# Cleaning static build up in knobs



## lleb (May 6, 2011)

My dad gave me an old marantz 1250 amp when I was younger, and it works fine, the only trouble is a bunch of static builds up in the dials over time. My dad, not being an experience electrician, usually takes it to somebody to fix it. I currently study audio engineering/acoustics and I am very interested in getting inside and fixing it myself. Could anyone recommend me any resources or tips for cleaning it myself?

edit: unfortunately I can't post a link to the exact model since I'm under 5 posts. There are some good images on google if you just type in marantz 1250


----------



## robbo266317 (Sep 22, 2008)

Welcome aboard.

It sounds like they used contact treatment oil. 
This usually comes in a spray can with a nozzle attachment that allows you to squirt it inside the controls. 
Keep in mind that the controls don't last forever and will eventually need replacing by a technician.

Cheers,
Bill.


----------



## lcaillo (May 2, 2006)

Welcome to Home Theater Shack. We hope that you will become part of the HTS community and enjoy both contributing to help others and find value in what others have posted.

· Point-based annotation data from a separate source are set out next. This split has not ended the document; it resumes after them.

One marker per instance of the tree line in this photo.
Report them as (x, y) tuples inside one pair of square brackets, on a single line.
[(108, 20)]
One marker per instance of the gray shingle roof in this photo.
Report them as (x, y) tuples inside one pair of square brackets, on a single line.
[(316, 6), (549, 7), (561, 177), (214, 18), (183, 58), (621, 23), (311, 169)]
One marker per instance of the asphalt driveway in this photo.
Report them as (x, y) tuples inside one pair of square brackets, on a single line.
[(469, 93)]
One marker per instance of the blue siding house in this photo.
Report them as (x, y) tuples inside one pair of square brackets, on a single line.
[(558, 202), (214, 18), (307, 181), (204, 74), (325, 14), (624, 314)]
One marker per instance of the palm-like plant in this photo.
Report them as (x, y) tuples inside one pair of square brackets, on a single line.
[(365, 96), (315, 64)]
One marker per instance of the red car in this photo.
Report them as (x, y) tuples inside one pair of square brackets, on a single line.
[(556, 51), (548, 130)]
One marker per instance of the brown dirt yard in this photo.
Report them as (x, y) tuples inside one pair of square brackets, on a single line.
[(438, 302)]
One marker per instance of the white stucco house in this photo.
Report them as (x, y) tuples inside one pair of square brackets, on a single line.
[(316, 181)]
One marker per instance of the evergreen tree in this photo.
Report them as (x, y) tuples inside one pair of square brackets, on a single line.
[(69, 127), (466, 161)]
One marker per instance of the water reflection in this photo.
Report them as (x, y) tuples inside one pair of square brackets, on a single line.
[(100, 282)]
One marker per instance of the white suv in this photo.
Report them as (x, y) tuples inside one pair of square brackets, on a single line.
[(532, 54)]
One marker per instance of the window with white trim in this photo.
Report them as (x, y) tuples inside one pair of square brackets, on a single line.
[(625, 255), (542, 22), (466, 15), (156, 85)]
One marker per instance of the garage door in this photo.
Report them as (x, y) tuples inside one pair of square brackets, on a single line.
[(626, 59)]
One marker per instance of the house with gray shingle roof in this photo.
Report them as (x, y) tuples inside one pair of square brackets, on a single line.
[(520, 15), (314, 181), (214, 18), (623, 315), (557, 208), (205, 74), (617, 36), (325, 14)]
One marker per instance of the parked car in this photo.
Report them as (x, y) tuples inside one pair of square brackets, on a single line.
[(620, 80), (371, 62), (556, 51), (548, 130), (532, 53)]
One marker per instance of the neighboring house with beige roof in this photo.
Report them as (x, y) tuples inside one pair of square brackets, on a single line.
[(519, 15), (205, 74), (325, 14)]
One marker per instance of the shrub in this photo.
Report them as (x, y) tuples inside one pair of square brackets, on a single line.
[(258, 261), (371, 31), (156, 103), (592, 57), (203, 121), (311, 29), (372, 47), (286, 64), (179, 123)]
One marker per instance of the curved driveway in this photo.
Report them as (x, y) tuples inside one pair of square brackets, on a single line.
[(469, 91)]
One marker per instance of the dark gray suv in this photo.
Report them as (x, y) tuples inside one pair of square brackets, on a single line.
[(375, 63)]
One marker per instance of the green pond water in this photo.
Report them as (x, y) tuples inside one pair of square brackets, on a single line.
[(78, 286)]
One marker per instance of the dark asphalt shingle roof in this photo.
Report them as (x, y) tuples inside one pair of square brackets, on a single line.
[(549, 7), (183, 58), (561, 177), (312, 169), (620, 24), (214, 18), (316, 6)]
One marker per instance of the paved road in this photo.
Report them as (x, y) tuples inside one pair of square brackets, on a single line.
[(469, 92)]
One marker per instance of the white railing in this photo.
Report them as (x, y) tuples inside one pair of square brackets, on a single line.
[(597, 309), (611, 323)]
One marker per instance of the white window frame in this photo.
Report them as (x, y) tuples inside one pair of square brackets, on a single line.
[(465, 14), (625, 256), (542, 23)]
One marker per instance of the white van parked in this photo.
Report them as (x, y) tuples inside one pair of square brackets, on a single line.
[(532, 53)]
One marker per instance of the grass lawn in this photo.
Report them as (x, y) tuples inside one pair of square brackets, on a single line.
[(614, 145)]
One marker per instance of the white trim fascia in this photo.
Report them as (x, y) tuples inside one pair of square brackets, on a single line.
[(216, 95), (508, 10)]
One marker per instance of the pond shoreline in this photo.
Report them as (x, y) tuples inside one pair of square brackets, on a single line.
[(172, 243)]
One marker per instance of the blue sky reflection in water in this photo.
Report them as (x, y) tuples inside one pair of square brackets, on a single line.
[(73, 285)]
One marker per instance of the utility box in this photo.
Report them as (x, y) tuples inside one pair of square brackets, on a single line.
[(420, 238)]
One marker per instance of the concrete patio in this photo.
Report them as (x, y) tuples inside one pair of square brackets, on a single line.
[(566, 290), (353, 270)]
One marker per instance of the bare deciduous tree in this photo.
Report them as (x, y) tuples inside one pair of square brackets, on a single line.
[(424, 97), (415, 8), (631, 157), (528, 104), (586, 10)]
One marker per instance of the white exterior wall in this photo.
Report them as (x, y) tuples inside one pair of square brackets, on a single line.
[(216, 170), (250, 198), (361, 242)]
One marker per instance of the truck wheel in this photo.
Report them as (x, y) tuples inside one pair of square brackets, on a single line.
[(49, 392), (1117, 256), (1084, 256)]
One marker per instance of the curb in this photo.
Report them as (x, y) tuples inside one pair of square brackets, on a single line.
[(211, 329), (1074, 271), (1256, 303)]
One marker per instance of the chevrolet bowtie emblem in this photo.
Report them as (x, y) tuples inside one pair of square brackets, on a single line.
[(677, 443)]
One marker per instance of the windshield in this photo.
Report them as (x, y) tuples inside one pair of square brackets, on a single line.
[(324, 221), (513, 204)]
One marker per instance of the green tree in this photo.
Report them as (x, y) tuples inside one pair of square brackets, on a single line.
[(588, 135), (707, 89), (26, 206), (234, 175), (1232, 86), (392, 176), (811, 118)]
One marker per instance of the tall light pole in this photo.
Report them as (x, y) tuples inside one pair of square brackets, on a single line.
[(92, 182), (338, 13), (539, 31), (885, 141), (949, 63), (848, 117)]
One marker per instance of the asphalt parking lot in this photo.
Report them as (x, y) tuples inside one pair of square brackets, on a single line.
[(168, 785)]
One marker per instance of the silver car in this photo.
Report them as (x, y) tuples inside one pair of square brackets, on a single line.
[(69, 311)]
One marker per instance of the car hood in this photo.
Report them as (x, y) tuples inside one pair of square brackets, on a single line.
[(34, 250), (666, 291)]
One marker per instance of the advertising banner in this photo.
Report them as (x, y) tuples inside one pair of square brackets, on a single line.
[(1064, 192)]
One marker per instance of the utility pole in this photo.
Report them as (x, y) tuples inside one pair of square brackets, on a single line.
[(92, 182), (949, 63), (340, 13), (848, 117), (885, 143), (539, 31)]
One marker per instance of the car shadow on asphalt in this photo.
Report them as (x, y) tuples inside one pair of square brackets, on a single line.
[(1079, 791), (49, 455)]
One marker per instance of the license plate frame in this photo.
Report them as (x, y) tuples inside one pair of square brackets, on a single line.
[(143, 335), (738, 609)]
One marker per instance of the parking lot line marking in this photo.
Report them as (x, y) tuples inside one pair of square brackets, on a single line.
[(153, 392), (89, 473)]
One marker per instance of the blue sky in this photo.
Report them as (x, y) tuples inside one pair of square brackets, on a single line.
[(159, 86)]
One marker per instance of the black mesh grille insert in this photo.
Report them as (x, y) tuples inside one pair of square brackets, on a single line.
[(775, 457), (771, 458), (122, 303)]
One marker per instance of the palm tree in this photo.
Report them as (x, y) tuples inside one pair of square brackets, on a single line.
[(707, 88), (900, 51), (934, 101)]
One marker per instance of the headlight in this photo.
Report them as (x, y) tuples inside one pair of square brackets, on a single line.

Start by just using the controls...work them back and forth repeatedly over their full range repeatedly and many self clean. If you need a cleaner for contact controls use deoxit. For the tuner user a tuner cleaner that does not have the oil in it that deoxit has.


----------



## Zeitgeist (Apr 4, 2009)

lcaillo said:


> Start by just using the controls...work them back and forth repeatedly over their full range repeatedly and many self clean. If you need a cleaner for contact controls use deoxit. For the tuner user a tuner cleaner that does not have the oil in it that deoxit has.


I didn't know that deoxit has oil in it.

Good to know..


----------